Coffman Commentaries on the Old and New TestamentGENESIS 36
Toledoth IX (Genesis 36:1)
Roehrs referred to this chapter as a "list of meaningless names," suggesting that it is an act of penance merely to read it!F1 Despite such a view, however, there remains an eternal significance in what is here written.
Regarding the familiar pastime of critics cutting up Genesis into multiple "sources," "Even they have failed to find a possible source to which they can ascribe these names"F5 Maybe Moses? The divisions of the chapter are:
- This chapter shows that God continued to be interested in all people, not merely the covenant family, and that His ultimate purpose was the blessing of "all the families of the earth," even as mentioned to Abraham (Gen. 12:1ff).
- It was just as necessary to register the generations of Esau as it was to register those of Jacob, "in order to show that the Messiah did not spring from the former, but from the latter."F2
- Esau's intermarriage with the Canaanites resulted in the amalgamation with them, demonstrating the reason why God refused to the Israelites any foreign marriages.

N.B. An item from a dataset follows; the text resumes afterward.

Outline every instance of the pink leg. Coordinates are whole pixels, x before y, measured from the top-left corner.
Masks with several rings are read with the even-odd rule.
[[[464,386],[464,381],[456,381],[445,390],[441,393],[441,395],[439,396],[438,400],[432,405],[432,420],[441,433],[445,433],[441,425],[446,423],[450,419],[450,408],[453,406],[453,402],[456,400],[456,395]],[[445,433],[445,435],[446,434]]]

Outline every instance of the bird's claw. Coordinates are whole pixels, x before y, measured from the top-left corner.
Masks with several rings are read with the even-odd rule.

- The adoption on the part of Esau and his posterity of the monarchical system of government, resulting in anarchy and the degeneration of his whole race, provided for Israel an object lesson which they should have heeded, but did not. The blunt notice in Gen. 36:31 that those kings of Edom came earlier than the rise of the monarchy in Israel emphasizes the fact that Israel had, as a result of Edom's experience, a detailed picture of what would eventually happen to them if they adopted a monarchical system. Those who would like to view the reference to kings arising in Israel (Genesis 36:31) as a proof of a late date for Genesis are frustrated, absolutely, by the fact that, at such a later time, after there had indeed arisen kings in Israel, such an implied warning would have been without any meaning whatever. Previous prophecies had made it clear that "dominion" would belong to Esau (Genesis 27:40), and that, in time, "kings" would be found among Jacob's posterity (Genesis 35:11). It was with respect to those prophecies that the example of what would come of theft "kings" found its place in this chapter.

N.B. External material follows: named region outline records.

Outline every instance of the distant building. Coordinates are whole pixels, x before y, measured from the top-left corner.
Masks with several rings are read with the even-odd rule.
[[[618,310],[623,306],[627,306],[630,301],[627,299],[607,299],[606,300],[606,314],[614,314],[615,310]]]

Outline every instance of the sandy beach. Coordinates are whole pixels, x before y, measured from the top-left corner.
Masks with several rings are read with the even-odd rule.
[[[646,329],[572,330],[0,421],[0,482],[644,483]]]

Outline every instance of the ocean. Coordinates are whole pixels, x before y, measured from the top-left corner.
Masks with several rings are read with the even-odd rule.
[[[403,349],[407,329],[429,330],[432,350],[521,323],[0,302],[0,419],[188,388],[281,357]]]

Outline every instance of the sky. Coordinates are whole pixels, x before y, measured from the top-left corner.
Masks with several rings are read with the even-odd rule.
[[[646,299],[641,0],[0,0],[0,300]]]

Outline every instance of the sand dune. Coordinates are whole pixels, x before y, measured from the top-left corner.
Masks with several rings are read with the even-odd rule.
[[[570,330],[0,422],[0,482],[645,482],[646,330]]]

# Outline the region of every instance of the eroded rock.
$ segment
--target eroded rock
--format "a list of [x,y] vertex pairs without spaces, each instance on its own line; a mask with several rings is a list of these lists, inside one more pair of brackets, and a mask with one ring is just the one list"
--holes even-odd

- Another purpose of the chapter was that of showing "fairness to Esau."F3 Here we learn that it was Esau who voluntarily left Canaan and dwelt in Seir in order to avoid conflict with his brother Jacob. Also, it should be remembered that, when Esau had all the force necessary as well as a favorable opportunity to destroy Jacob, he refrained from doing so. This chapter further confirms the fact of the reconciliation of those once-estranged brothers being complete. Thus, as Richardson said, "The chapter has much useful information."F4
- Esau's wives and children (Genesis 36:1-8).
- Esau's sons and grandsons, as fathers of tribes (Genesis 36:9-14).
- Tribe-princes who descended from Esau (Genesis 36:15-19).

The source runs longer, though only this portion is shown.